По окончании экзамена выпускника и его учителя Воскресенского присутствующие засыпали поздравлениями. Посетивший экзамен в качестве почетного гостя академик Ю. Ф. Фрицше счел необходимым тут же обратиться к директору института с письмом, где, в частности, было сказано: «Убедившись, что этот молодой человек вполне владеет знанием химии и очень хорошо знаком даже с новейшим направлением этой науки, я долгом считаю сообщить Вам об этом свое личное мнение и покорнейше просить Ваше пр-во содействовать с Вашей стороны тому, чтобы г-ну Менделееву при определении на службу была предоставлена возможность далее усовершенствоваться в химии. Это, по моему мнению, ныне наилучше могло бы быть достигнуто, если бы он был определен в один из тех городов, где имеются университеты, а впоследствии представлена была возможность посетить иностранные лаборатории и воспользоваться советами знаменитых иностранных химиков, личное знакомство с которыми никак не может быть заменено одним чтением их сочинений». Последний пассаж можно при желании счесть шпилькой в адрес Воскресенского, но в целом письмо, возможно, неожиданное даже для самого автора, говорит о пережитом академиком сильнейшем впечатлении.

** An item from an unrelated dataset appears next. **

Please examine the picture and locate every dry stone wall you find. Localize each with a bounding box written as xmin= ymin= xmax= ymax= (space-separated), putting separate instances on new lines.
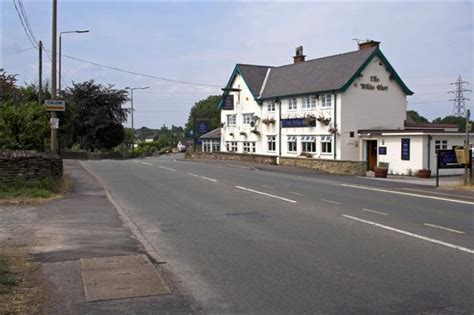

Удостоенный звания старшего учителя и золотой медали Менделеев получил приглашение остаться в институте еще на год для подготовки и сдачи магистерского экзамена. Дальше можно было рассчитывать на длительную командировку в Европу. Ах, если бы не болезнь! Кребель говорил, что ему нужно срочным образом отправляться на юг. Как раз в это время в институт пришла бумага из Министерства народного просвещения со списком вакансий для выпускников. Среди них была должность старшего учителя естественных наук во Второй Одесской гимназии. Солнце, море, «тиха украинская ночь, прозрачно небо, звезды блещут, своей дремоты превозмочь не хочет воздух, чуть трепещут сребристых тополей листы…». Вот оно – то место, где он перестанет болеть и начнет, наконец, лишать полной грудью! Оставаться в Петербурге в ожидании смерти было выше его сил. И Менделеев попросил направление в Одессу.